Se n'è andato a Padova, nella struttura in cui da molto tempo era ormai costretto: dopo il secondo incidente, avvenuto nel 2020 nel Senese, non era più riuscito a riprendersi.
Eppure, il suo ricordo sarà per sempre legato a come, la morte, era riuscito a sconfiggerla, riconquistando la vita con coraggio, determinazione e anche con gioia, dopo il brutale impatto a oltre 300 all'ora che, nel settembre 2001, lo aveva privato delle gambe.

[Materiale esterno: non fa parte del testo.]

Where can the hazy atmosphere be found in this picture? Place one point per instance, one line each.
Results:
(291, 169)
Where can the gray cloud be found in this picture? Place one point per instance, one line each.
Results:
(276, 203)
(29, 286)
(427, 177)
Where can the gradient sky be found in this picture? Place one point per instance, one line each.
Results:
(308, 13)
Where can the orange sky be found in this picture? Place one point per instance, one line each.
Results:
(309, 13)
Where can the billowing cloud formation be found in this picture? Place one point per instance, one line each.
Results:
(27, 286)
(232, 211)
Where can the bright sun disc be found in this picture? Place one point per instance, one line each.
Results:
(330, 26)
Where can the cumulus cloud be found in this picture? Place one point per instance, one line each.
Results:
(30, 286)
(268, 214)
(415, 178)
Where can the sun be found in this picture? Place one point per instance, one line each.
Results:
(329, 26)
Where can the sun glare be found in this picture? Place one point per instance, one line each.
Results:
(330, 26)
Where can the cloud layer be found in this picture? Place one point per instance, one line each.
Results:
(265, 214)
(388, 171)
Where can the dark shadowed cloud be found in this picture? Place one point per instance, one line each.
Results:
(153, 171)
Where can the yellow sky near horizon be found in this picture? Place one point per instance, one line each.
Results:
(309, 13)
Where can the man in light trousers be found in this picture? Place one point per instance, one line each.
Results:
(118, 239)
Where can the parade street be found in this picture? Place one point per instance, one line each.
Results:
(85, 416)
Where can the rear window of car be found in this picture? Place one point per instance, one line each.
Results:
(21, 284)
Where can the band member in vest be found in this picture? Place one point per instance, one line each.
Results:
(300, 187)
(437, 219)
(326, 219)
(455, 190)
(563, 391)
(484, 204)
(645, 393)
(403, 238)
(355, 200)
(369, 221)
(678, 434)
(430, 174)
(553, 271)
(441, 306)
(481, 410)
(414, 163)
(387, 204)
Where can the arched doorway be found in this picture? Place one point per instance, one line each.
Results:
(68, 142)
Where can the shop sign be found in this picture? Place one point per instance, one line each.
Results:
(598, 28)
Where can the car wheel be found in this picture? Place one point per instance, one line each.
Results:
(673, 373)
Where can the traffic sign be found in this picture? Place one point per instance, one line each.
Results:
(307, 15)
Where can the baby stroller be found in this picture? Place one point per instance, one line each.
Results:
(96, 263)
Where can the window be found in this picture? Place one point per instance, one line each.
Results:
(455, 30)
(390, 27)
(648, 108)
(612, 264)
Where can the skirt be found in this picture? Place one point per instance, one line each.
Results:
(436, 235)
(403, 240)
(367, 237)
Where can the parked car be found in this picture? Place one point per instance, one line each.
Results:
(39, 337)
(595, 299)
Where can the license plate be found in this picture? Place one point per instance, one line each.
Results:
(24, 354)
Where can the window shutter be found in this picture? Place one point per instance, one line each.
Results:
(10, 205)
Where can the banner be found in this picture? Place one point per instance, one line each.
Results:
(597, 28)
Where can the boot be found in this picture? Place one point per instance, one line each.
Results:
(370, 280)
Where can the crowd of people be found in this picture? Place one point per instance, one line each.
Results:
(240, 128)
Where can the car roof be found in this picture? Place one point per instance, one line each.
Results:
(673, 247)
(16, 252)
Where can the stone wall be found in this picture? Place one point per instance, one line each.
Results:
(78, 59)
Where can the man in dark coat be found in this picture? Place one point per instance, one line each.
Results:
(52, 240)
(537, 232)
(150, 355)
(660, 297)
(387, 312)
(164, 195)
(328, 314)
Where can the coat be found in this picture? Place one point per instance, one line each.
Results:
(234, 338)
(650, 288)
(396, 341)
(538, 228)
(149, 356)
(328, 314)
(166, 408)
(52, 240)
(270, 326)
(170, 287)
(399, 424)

L'immagine che gli sopravviverà sarà quella dell'arrivo delle Olimpiadi di Londra, così genuina e allo stesso tempo così perfetta dal punto di vista della comunicazione, ben oltre l'idea della 'semplice' resilienza. In un attillato body da cronometro, Zanardi gonfiava i muscoli di entrambe le braccia, tenendo con una di queste la futuristica handbike su cui aveva appena vinto l'oro; allo stesso tempo, seduto sull'asfalto fuori dal suo mezzo, esibiva e quasi rivendicava l'assenza degli arti inferiori.